Janette shook her head and elbowed Rusty before she stepped forward to sweep me into her arms. “I told him you were smarter than that.” Then she lowered her voice so only I could hear her. “I want all the details when the old coot ain’t listening.”

Rusty made a noise in the back of his throat and headed back to the kitchen, effectively dismissing the impromptu intervention and sending all of us back to work.

“Just tell me one thing,” Sam said, a tray in her hand as she leaned into Janette and me. “Tell me it wasn’t the hog-riding, coffee guzzler.”

“Jesus, am I that transparent?” They looked at one another and I waved my arms, dismissing the question. “Don’t answer that, and if you’re talking about Deeks…” I mouthed the last words with complete exaggeration because I could feel his eyes on us. “Complete stud.”

Sam rolled her eyes at me and took off out the doors, leaving me with Janette. “You sure about this, honey?”

“About what?”

She gave me a knowing look. When she said she’d mentally adopted us all as her kids, well, I was starting to see that she took that quite literally, and her intuition was right on the money. She didn’t need to ask who, or why, or even how; she’d already figured most of it out.

“Baby, there’s only one reason a man can get under your skin like that,” she said, her hand landing on my shoulder. “Because you want him there.”

She was right, of course. I’d wanted Drew there all along, which was why I’d been so antagonistic. Thinking back to our first meeting, I’d done so much to let him in when I could have easily shut him off, or even better, out. I wasn’t really sure whether whatever this was between us was a good thing or not, and the truth was, I didn’t care. I was happy. I was happy in a way I didn’t even know I could be. The content feeling of absolute assuredness that I was carrying around with me couldn’t have been put there by anyone else, and I knew that to my very bones.

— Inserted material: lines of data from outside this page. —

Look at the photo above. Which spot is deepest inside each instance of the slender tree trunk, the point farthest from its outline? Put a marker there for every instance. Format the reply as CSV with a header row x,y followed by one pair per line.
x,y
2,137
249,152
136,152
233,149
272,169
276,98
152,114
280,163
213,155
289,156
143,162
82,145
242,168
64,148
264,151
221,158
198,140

Drew wasn’t a saint, and God knows, neither was I. We all made mistakes and decisions we weren’t proud of. Sometimes we were pulled down a path we never would have gone down without it being instigated by someone else. I didn’t know if Iwould ever have truly seen Drew if I hadn’t been forced into his life the way I had. It was just, under all of the anger and violence, I had seen a man that called to me. He and I were kindred spirits, and when you got past the bullshit, he was someone worth knowing. As hokey as it sounded, he made my soul sing when I’d believed it to be crushed.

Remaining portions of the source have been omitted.